LXX. - Le Conseil s'éclipsa sans rien répliquer ; les citoyens ne tentèrent aucun mouvement et se tinrent tranquilles. Quant aux Quatre Cents ils pénétrèrent dans la salle ; ils tirèrent au sort parmi eux des Prytanes[242] et en arrivant au pouvoir ils firent aux dieux les prières et les sacrifices habituels à ceux qui entrent en charge. Par la suite ils changèrent profondément le régime démocratique ; pourtant ils ne rappelèrent pas les exilés, à cause d'Alcibiade. En général, ils gouvernèrent la ville par des mesures violentes : le nombre des citoyens mis à mort fut peu élevé et ce fut seulement ceux dont il leur état utile de se défaire ; d'autres furent emprisonnés ; d'autres déportés. Enfin ils envoyèrent à Agis, roi de Lacédémone, qui se trouvait à Dékéleia, un héraut pour l'informer qu'ils étaient prêts à se réconcilier avec lui. Ils ne doutaient pas qu'il n'aimât mieux entrer en conversation avec eux qu'avec la populace indigne de confiance.
LXXI. - Agis
pensait que la ville était en pleine agitation et se refusait à croire que le
peuple renoncerait sur-le-champ à la liberté dont il jouissait depuis
longtemps.

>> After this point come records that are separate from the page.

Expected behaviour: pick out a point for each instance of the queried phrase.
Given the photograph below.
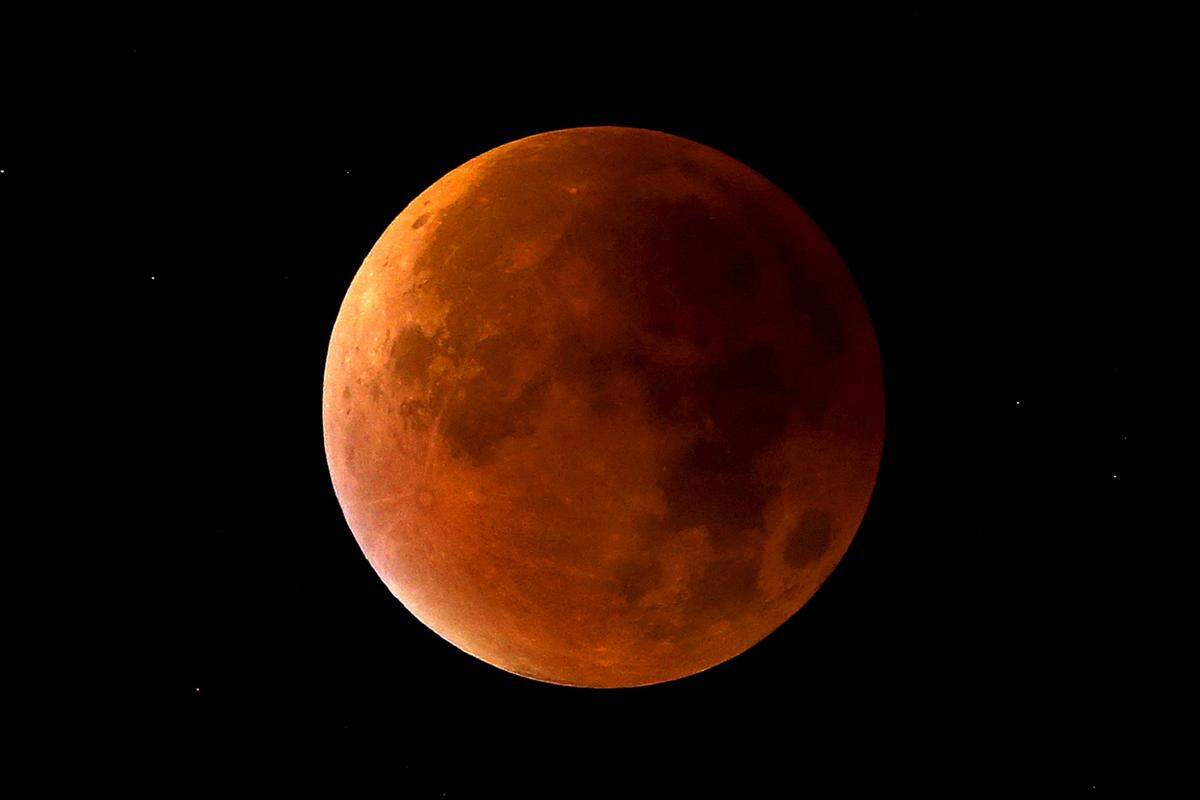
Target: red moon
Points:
(603, 407)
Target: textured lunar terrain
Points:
(603, 407)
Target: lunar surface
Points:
(603, 407)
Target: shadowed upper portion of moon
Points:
(603, 407)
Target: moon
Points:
(603, 407)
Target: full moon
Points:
(603, 407)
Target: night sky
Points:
(231, 199)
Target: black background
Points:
(232, 188)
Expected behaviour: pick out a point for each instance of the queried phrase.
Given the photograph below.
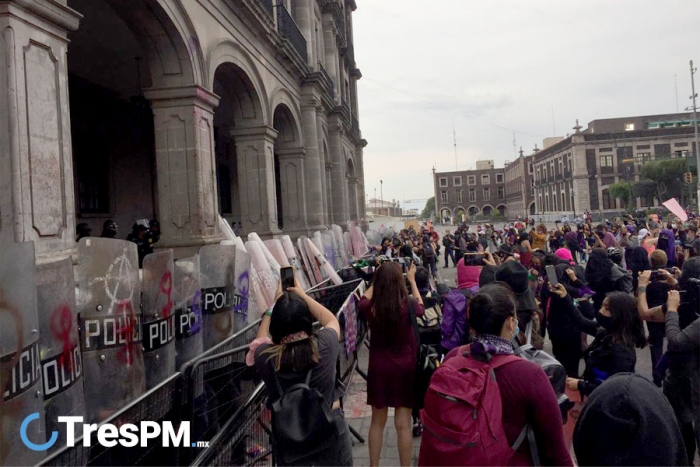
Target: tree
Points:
(621, 190)
(428, 209)
(667, 175)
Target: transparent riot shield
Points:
(188, 310)
(59, 347)
(158, 336)
(242, 292)
(20, 366)
(216, 266)
(109, 301)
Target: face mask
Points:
(605, 321)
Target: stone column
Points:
(36, 161)
(293, 180)
(313, 184)
(322, 162)
(186, 169)
(339, 187)
(256, 179)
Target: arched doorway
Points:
(288, 189)
(119, 51)
(239, 109)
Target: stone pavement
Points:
(358, 414)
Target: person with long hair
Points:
(386, 306)
(290, 348)
(682, 372)
(613, 349)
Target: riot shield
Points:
(109, 301)
(158, 336)
(188, 314)
(20, 366)
(59, 346)
(242, 293)
(216, 265)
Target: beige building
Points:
(469, 194)
(573, 175)
(177, 110)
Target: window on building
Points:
(606, 161)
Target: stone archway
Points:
(244, 152)
(289, 170)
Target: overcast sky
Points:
(495, 67)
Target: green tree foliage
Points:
(645, 189)
(667, 176)
(429, 209)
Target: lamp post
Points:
(695, 118)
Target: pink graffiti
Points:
(166, 287)
(126, 354)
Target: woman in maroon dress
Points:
(392, 356)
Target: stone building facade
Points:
(469, 193)
(177, 110)
(520, 186)
(574, 174)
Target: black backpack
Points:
(302, 421)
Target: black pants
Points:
(567, 349)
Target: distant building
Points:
(574, 174)
(469, 193)
(520, 186)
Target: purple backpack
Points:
(455, 327)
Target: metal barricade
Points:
(227, 410)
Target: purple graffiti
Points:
(243, 285)
(197, 311)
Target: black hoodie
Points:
(628, 421)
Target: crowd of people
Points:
(515, 287)
(144, 234)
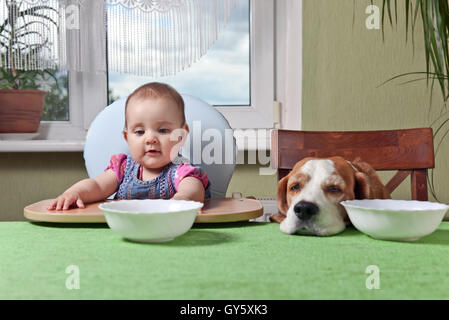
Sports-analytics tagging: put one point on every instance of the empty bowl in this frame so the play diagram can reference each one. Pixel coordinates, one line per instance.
(400, 220)
(150, 220)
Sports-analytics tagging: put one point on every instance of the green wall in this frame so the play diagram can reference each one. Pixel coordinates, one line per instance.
(343, 65)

Il s'imaginait qu'en paraissant en forces devant Athènes le peuple
se soulèverait et il était convaincu que déjà l'agitation régnait dans la
ville.
Aussi ne répondit-il
pas aux propositions d'accord que lui firent les envoyés des Quatre Cents. Peu
de temps après il sollicita l'envoi du Péloponnèse d'une nombreuse armée et,
avec la garnison de Dékéleia[243]
renforcée des troupes nouvellement arrivées, il descendit jusque sous les murs
d'Athènes. Il s'attendait à voir les Athéniens victimes des troubles intérieurs
accepter plus facilement ses conditions ; il comptait même prendre la
ville d'emblée, quand, selon toute vraisemblance, l'agitation de l'extérieur
viendrait renforcer celle de l'intérieur.